No senators other than Sessions and Sanders have come out against Lew’s nomination, and no major barriers seem to stand in the way of him being confirmed by the Senate.
Lew, who is married and has two grown children, developed his political outlook while growing up in Forest Hills, N.Y. At age 12, he handed out fliers for the campaign of Eugene McCarthy, who ran against President Lyndon B. Johnson on an anti-war platform in 1968.
He went to Carleton College in Minnesota, where he had the late Paul Wellstone, a liberal lion, as a professor and then left school to join the office of Rep. Bella Abzug (D-N.Y.), a crusader for women’s rights.
“Where he literally comes from and where he comes from ideologically is the same place — Queens, New York City, from the outer borough neighborhoods where scores of people were immigrants and were striving to get ahead,” Baer said.
But in his mid-20s, Lew, who later finished college at Harvard and got a law degree at Georgetown, saw how ideological principles collided with political and economic realities.
As a top adviser to House Speaker Thomas P. “Tip” O’Neill Jr. (D-Mass.), Lew was part of the team that did something many Democrats didn’t want to do — reform Social Security. When he was just 27, he helped oversee passage of legislation stabilizing Social Security for a generation, by gradually raising the eligibility age to 67 and increasing payroll taxes.
But even as he supported those changes, Lew also successfully fought deep cuts to low-income programs advocated by the Reagan administration.

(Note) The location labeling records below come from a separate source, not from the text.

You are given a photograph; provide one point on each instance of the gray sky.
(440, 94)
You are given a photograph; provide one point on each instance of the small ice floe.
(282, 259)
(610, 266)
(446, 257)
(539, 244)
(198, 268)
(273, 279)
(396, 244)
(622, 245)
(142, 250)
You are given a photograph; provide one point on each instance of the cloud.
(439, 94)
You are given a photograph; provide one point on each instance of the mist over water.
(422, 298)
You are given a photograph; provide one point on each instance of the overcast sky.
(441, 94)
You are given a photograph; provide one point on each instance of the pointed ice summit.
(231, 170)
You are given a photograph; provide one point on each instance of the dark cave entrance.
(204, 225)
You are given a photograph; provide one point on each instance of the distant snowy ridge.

In the Clinton administration, Lew helped create the AmeriCorps community service initiative and later worked on Hillary Rodham Clinton’s failed health-care plan.
Tapped as Clinton’s budget director, Lew faced a budget battle with Republicans, much as he does now. And while the eventual deal was friendly to GOP goals — it included tax cuts and spending cuts — Lew and colleagues stood firm against slashing programs for the poor. In fact, they expanded them.
“During the 1997 budget agreement, Jack was a central player on protecting Medicaid,” said John Podesta, who was Clinton’s chief of staff. “He was also able to help expand health insurance for 5 million kids and protect tax benefits that went to the working poor.”
During the Bush years, Lew worked for New York University in an operations role and then was at the massive bank Citigroup during some of its worst moments — an experience that has led critics to question whether Obama should be nominating someone with a Wall Street background for such a critical role.
Under Obama, he first worked as the deputy secretary of the State Department before becoming budget director in 2010. His supporters say that as Treasury secretary, he will be trusted to give the president a balanced perspective.
In the latest “fiscal cliff” talks, Obama tapped Lew to help lead a discussion with business leaders in the White House, pressing the executives to support a big deal to stabilize the debt.
Sylvia Mathews Burwell, who was Lew’s deputy at OMB and is now president of the Walmart Foundation, said that while Lew’s predecessors excelled in specific areas, Lew combines features.
“If you were to look at Bob Rubin on a scale of 1 to 10, you’d put him on a 10 on financial services experience. If you looked at Lloyd Bentsen on a scale of 1 to 10, you’d put him at 10 on experience politically,” she said. “I would put Jack as 10 on the scale of composite — meaning combining a set of skills.”